Especially attractive was Martinez observing, "The first time I felt like a bona fide Angeleno was the first time I used the term "surface street." And I also appreciated Kinsley, speaking of his commute from the Bunker Towers downhill to The Times, declaring, "And, of course, although I couldn't imagine that I would ever drive this pathetic distance, longtime Angelenos insisted that I would most of the time, and they were right."

I should acknowledge parenthetically, by the way, that I was wrong to suggest that Kinsley might be running up large hotel bills in his longer commute from his other home in Seattle. I'm glad to see he is living in Bunker Hill while he is here, hopefully not at the Times' expense.

Friday featured a long editorial on the progress or lack of it of the war in Iraq, and also an invitation to readers to try to fashion their own wiki editorial, rewriting the editorial on a Web page. We'll await word on how many actually took advantage of this. The danger is that it may serve to muddle up views of the Times' editorial positions. But it may give the readers a greater sense of their own participation. We'll have to see.

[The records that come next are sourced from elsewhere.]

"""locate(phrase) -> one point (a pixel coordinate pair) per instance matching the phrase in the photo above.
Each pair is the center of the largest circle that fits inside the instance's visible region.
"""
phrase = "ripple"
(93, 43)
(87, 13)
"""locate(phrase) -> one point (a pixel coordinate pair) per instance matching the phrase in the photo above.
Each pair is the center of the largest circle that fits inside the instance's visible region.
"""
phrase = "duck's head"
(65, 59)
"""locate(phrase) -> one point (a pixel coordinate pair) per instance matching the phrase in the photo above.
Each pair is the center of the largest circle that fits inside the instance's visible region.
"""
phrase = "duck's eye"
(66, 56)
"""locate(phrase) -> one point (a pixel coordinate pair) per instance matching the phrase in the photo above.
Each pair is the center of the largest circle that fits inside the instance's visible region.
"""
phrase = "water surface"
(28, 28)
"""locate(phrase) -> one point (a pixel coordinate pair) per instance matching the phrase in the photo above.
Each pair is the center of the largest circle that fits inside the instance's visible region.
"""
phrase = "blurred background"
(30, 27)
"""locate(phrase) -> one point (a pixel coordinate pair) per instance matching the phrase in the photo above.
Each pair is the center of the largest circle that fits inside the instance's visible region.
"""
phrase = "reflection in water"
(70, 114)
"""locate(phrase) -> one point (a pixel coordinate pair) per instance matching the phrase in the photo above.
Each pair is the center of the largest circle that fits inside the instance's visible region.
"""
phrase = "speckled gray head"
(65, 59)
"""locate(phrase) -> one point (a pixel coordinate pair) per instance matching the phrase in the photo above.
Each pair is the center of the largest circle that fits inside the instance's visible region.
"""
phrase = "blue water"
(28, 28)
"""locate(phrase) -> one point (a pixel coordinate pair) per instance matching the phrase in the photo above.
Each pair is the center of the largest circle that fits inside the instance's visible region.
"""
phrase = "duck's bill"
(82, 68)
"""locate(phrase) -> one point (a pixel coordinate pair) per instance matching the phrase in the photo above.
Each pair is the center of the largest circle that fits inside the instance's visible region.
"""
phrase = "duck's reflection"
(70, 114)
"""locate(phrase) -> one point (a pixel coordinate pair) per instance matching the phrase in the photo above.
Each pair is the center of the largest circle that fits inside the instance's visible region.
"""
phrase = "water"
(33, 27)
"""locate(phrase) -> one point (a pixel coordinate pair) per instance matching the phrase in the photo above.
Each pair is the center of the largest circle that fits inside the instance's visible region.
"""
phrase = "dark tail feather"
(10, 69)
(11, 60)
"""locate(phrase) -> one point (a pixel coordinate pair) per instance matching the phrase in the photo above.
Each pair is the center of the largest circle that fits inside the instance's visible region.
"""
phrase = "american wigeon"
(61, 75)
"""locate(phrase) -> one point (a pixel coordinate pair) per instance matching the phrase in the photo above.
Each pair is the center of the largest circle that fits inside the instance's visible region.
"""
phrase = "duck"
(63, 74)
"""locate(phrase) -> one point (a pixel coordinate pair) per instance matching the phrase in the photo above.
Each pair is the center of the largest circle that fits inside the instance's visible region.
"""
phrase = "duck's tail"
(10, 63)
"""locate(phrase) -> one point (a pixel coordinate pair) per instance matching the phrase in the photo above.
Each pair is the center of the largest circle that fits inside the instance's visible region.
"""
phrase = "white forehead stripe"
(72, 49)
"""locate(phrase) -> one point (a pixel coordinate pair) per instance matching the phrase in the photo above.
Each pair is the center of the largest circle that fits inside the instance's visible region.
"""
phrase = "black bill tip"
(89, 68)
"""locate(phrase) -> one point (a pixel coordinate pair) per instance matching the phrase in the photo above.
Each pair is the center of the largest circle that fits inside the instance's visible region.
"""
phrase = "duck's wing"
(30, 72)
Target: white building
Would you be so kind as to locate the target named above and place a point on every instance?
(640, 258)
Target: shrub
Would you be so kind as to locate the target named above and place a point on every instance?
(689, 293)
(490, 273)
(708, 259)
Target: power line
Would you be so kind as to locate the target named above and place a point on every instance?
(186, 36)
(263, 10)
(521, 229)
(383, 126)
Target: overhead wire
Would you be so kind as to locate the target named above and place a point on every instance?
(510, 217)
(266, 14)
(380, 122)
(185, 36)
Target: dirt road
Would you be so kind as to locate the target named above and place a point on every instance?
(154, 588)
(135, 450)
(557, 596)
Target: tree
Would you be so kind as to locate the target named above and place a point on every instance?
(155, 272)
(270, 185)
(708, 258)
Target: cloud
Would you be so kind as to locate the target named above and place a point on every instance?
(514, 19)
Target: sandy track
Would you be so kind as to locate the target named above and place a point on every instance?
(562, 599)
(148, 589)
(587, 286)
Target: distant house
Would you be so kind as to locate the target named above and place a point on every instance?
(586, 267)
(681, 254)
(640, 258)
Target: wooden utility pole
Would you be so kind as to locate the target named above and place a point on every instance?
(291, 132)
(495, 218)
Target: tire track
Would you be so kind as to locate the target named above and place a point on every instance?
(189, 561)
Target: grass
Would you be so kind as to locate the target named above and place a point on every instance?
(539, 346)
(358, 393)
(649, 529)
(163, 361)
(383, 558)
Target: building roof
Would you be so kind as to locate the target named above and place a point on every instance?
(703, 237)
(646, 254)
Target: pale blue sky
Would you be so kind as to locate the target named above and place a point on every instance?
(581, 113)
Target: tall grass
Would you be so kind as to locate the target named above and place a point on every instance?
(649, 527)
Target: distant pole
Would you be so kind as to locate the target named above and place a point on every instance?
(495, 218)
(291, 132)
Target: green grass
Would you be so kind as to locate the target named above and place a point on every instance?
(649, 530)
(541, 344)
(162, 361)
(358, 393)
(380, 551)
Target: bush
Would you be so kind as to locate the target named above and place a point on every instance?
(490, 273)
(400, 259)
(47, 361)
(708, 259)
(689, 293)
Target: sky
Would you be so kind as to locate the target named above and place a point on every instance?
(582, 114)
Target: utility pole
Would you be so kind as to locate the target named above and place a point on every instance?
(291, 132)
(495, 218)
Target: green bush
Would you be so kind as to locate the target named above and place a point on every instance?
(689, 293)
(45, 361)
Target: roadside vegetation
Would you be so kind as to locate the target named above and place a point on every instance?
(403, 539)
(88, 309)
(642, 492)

The most positive Kinsley exercise of the week, in my view, was his column last Sunday taking exception to the ordinary liberal view that the Downing Street Memo, revealed during the recent British election campaign, demonstrated "proof positive that President Bush was determined to invade Iraq a year before he did so."

Months ago, when I suggested that Kinsley was in an alliance with columnist Bob Scheer to "hijack" the Times' editorial pages, Kinsley quickly denounced that view as wrong, saying that he differed from Scheer.

Sunday's Kinsley column proved it. Kinsley made fun of the left in the column, declaring, "I don't buy the fuss" it is trying to make over the Downing Street Memo, and observing, "Developing a paranoid theory and promoting it to the very edge of national respectability takes ideological self-confidence. It takes a critical mass of citizens with extreme views and the time and energy to obsess about them..." Also, Kinsley referred casually to Scheer as a "left wing Los Angeles Times columnist," which he certainly is at the very least.

It is refreshing to see Kinsley use the term left wing as well as right wing, calling people for what they are. And the headline of Kinsley's column was, "The Left Gets A Memo."

That Kinsley's column struck a nerve was shown Wednesday when the Times ran three letters taking him to task for allegedly being what one reader described as "the most aimiable of lap dogs." Another said, "Shame on the press for not being more aggressive on this issue. Your la-de-da. this-has-been-written-about-before attitude is exactly what's wrong with this picture. Whatever happened to investigative journalism?"

A ha! I'm delighted when some of the Times' crazy left wing readers find cause to criticize the paper from the left. It can't help but help circulation, down more than 200,000 under Tribune ownership.

Now, we know why Kinsley didn't endorse Sen. Kerry in the last election. He was a closet Bush supporter. (Just kidding).

But, seriously, to the extent Kinsley runs an independemt. free-thinking editorial page, he will begin to command respect for himself and the newspaper, even if he does live half the time and votes in the state of Washington.